Events in Iraq dramatically reveal that the U.S. occupation is out of control. In April, U.S. Marines began a siege of the city of Falluja following the deaths and mutilation of four American private contractors. Intense battles ensued, including street-to-street fighting between Marines and Iraqi insurgents during the day, followed by attacks from U.S. gunships and jets at night. During the lulls in fighting, casualties were collected and the dead buried in the soccer stadium.
The U.S. was planning a final all-out assault, but at the last minute backed off and placed a former Iraqi Army general in charge of security. Heavy fighting and intense bombing throughout Iraq killed nearly 140 American troops and 10 times that many Iraqi civilians in April, with unknown hundreds more wounded.
One of the first journalists into Falluja after the lifting of the siege, London Observer reporter Patrick Graham, quoted Dr. Mohammed Samarae's descriptions of the casualties treated at his hospital. "Ninety percent of the injured were civilians - children, old people, women." The characteristics of the wounds show they were American inflicted, said the doctor. "We have had a lot of experience of U.S. weapons." Mustafa Hamid, a 22-year-old student, said, "All these people were killed because of four dead American soldiers…. The Americans are killing people who had nothing to do with the death of those four soldiers."
I was in London the first week of May.
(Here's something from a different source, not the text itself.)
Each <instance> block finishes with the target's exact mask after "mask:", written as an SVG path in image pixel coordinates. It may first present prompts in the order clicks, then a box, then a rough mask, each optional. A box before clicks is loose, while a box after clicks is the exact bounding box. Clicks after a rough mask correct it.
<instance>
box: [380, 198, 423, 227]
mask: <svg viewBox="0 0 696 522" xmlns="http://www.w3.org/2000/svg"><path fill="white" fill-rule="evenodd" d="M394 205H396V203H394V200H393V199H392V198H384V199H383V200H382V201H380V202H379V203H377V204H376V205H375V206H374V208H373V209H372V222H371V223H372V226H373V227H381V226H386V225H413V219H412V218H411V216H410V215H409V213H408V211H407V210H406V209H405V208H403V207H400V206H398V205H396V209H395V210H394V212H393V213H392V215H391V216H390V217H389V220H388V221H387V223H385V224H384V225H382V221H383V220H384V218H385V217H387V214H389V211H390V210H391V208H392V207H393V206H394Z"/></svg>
The lead story in the British media (and the U.S. press) was the abuse of Iraqi prisoners by American and British soldiers. The painful irony escaped nobody - after going to war to liberate the Iraqi people from the brutality of Saddam Hussein and his torture chambers, some of the liberators are now accused of brutalizing and torturing Iraqi detainees - in the same Abu Ghraib prison used by Saddam.